Isi dan Perbedaan Versi Perjanjian
Treaty of Waitangi memiliki tiga artikel utama yang pada dasarnya berfokus pada tiga poin penting: hak kepemilikan tanah, hak kewarganegaraan untuk orang Māori, dan perlindungan terhadap budaya dan kebebasan mereka.
Namun, perjanjian ini memiliki dua versi yang berbeda. Salah satu versi ditulis dalam bahasa Inggris, dan yang lainnya dalam bahasa Māori. Perbedaan bahasa ini menjadi sumber banyak perdebatan tentang makna sebenarnya dari perjanjian tersebut, karena beberapa kata dalam bahasa Māori tidak memiliki padanan yang jelas dalam bahasa Inggris.

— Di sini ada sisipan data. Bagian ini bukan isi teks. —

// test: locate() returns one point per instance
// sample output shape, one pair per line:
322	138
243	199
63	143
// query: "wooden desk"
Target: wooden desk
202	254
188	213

- Artikel Pertama (Sovereignty)
Dalam versi bahasa Inggris, artikel pertama mengakui kedaulatan Kerajaan Inggris atas Selandia Baru. Hal ini dimaksudkan untuk memberi Inggris kontrol politik penuh atas wilayah tersebut. Namun, dalam versi bahasa Māori, kata ‘kedaulatan’ diterjemahkan sebagai ‘kekuasaan’, yang lebih mengarah pada bentuk pengakuan atas pengaruh Inggris daripada pemerintahan langsung. - Artikel Kedua (Kepemilikan Tanah dan Perlindungan Hak)
Artikel kedua menjamin hak orang Māori untuk memiliki tanah dan harta benda mereka, dengan ketentuan bahwa tanah hanya dapat dijual kepada pemerintah Inggris. Dalam versi Māori, kata yang digunakan adalah ‘tangata whenua’ (kepemilikan atas tanah dan hak-hak adat), namun ada perbedaan dalam interpretasi apakah orang Māori dapat menjual tanah kepada siapa pun, atau hanya kepada pemerintah. - Artikel Ketiga (Hak Warga Negara)
Artikel ketiga memberikan hak kewarganegaraan penuh kepada orang Māori di bawah hukum Inggris, dengan tujuan agar mereka mendapatkan perlindungan yang sama dengan warga Inggris lainnya. Dalam versi Māori, kata “hak kewarganegaraan” menjadi kurang jelas dan sering diperdebatkan, mengingat perbedaan budaya dan sistem hukum yang ada.
Kontroversi Perjanjian
Setelah ditandatangani pada 6 Februari 1840, Perjanjian Waitangi dianggap sebagai dasar hubungan antara bangsa Māori dan pemerintah Inggris. Namun, penerimaan dan implementasi perjanjian ini tidak berjalan mulus. Beberapa suku Māori merasa bahwa mereka tidak sepenuhnya dipahami atau diwakili dalam proses perundingan, sementara beberapa pemimpin suku menandatangani dokumen tersebut sementara yang lain menolaknya.
Banyak konflik dan ketegangan yang muncul setelah penandatanganan perjanjian, terutama terkait dengan sengketa tanah, yang memicu pada pertengahan abad ke-19. Suku Māori merasa bahwa hak mereka atas tanah sering kali tidak dihormati atau bahkan dilanggar oleh pemerintah Inggris dan pemukim Eropa, yang menganggap tanah tersebut sebagai milik mereka.